« Citez trois adjectifs pour vous décrire ». « Je suis ouverte d’esprit, ambitieuse et dynamique ».

 

Nous autres, étudiants de grandes écoles, avons tous été confrontés à cette question lors d’un entretien pour une école, un stage ou un apprentissage. Nous autres, étudiants de grandes écoles, avons le génie pour dénicher la veille de l’entretien trois qualificatifs qui seront, nous en sommes convaincus, plus originaux que ceux du candidat précédent. Nous autres, étudiants de grandes écoles, sommes pour la plupart de bons orateurs et réussirons à faire de deux années de piano et d’une semaine de stage en troisième des preuves de notre ouverture d’esprit, ambition, et dynamisme.

C’est ainsi que j’ai été sélectionnée parmi 3 900 autres lycéens inscrits au concours Sésame pour faire partie des 62 à intégrer l’ESSEC Business School à Singapour.

 

Un bilan positif

Après un an au sein du Global Bachelor of Business Administration, je m’essaye à dresser un premier bilan de ma progression personnelle. J’ai acquis des connaissances dans divers domaines liés au monde du Business. J’ai appris à vivre loin de ma famille dans un continent qui m’était alors inconnu. J’ai découvert les vices de la vie étudiante en école de commerce. J’ai voyagé. J’ai grandi. Je me suis épanouie. Face à ces constatations, je ne regrette pas mon choix -qui était pourtant risqué- de partir à 16 ans à l’autre bout du monde.

 

Et pourtant un sentiment d’inachevé

Cependant, après un an d’expatriation dans le troisième pays le plus compétitif du monde, je réalise que je n’ai pas fait profit de l’opportunité qu’est Singapour pour la Businesswoman que je prétends devenir, et je reste sur ma faim. Je regarde les accomplissements de mes pairs, étudiants d’HEC, l’IESEG et de l’ESSEC, et je me sens comme un imposteur dans un monde qui grouille d’entrepreneurs et d’innovateurs. Moi, je suis une élève scolaire adepte des Bristol qui croit naïvement qu’un 18 lui ouvrira plus de portes qu’un 14.
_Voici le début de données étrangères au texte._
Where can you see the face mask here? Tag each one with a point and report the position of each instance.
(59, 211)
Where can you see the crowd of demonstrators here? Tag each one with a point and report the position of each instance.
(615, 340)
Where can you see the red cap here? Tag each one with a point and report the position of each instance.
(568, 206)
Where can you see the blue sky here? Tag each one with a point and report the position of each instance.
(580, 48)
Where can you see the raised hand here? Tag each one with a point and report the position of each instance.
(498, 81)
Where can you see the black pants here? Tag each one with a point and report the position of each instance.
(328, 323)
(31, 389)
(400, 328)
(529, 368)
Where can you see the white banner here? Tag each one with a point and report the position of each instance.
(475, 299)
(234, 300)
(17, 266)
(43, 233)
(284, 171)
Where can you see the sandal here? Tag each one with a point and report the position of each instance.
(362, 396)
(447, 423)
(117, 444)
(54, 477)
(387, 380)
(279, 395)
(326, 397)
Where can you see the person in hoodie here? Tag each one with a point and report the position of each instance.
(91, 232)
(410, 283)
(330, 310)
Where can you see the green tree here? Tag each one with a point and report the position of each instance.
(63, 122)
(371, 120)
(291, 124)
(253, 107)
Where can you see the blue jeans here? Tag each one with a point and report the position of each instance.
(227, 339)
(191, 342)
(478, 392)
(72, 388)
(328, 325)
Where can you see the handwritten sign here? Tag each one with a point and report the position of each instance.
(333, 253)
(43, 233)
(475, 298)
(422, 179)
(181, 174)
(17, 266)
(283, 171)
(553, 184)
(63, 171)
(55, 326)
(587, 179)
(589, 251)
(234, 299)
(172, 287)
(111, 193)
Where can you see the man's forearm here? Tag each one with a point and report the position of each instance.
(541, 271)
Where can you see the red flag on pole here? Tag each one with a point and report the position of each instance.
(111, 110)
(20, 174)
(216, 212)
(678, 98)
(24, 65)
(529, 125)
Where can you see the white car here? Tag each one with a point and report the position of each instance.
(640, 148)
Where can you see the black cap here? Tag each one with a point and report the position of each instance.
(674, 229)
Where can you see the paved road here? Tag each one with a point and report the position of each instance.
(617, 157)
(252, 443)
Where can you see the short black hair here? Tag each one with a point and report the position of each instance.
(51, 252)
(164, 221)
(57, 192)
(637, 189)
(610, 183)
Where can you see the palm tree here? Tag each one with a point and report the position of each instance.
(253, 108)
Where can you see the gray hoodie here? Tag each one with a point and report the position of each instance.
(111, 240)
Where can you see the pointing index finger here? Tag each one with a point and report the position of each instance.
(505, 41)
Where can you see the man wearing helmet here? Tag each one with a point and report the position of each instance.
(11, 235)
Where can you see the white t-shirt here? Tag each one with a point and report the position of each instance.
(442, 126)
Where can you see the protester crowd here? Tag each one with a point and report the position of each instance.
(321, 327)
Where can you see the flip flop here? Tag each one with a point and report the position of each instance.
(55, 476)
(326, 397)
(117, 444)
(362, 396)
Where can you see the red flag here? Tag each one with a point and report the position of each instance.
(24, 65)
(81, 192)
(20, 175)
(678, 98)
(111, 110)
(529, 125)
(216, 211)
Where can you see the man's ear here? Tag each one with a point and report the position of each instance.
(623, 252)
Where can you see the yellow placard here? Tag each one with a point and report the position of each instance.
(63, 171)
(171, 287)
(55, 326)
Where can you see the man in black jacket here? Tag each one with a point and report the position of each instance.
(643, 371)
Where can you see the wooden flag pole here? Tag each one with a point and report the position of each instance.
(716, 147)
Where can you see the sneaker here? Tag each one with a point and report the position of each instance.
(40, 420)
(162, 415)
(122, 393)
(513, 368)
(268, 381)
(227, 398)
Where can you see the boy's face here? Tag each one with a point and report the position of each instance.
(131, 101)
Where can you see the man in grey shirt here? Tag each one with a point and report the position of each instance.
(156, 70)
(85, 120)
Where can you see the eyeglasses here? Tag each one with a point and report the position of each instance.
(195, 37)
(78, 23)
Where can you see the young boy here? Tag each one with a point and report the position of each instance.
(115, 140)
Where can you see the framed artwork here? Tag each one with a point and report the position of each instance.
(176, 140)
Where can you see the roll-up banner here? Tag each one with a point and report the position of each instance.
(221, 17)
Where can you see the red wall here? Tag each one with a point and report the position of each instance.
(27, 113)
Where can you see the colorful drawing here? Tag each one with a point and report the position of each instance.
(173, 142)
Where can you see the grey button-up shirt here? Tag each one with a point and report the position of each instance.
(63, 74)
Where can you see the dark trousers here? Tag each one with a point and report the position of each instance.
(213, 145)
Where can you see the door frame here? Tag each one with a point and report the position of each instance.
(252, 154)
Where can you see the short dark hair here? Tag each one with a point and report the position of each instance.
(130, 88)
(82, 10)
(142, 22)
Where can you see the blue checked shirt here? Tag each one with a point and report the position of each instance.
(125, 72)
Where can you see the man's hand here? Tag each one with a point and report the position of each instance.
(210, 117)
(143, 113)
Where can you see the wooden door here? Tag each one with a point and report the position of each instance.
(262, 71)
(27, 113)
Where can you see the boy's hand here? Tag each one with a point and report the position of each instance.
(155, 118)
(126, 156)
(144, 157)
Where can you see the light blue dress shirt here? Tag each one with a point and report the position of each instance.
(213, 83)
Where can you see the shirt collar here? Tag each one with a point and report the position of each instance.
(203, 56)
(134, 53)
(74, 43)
Par chance, quelques jours seulement de l’autre côté de ces portes -dans le cadre de mon stage de fin d’année- me suffisent pour anticiper le futur peu stimulant auquel je me voue : un bureau de cinq mètres carrés dans lequel j’exécute des tâches assignées par mon boss. Lui, qui avait eu 12, mais qui a fait preuve de créativité, de détermination, et de confiance en lui. Lui qui troquait les révisions contre des business plans, des propositions de partenariat et des recherches de fonds. Lui qui était un entrepreneur.

 

Des projets pour l’avenir

Face à cette constatation, mon programme de l’été se dessine : je m’embarque dans un marathon de projets et d’accomplissements. Je fais appel à ma créativité, laissée de côté depuis trop longtemps. Je brainstorm, je draft, je « design think » (les étudiants en commerce comprendront). Un tourbillon d’idées, une page Word vierge maintenant pleine d’opportunités à saisir… Je suis déjà impatiente de commencer !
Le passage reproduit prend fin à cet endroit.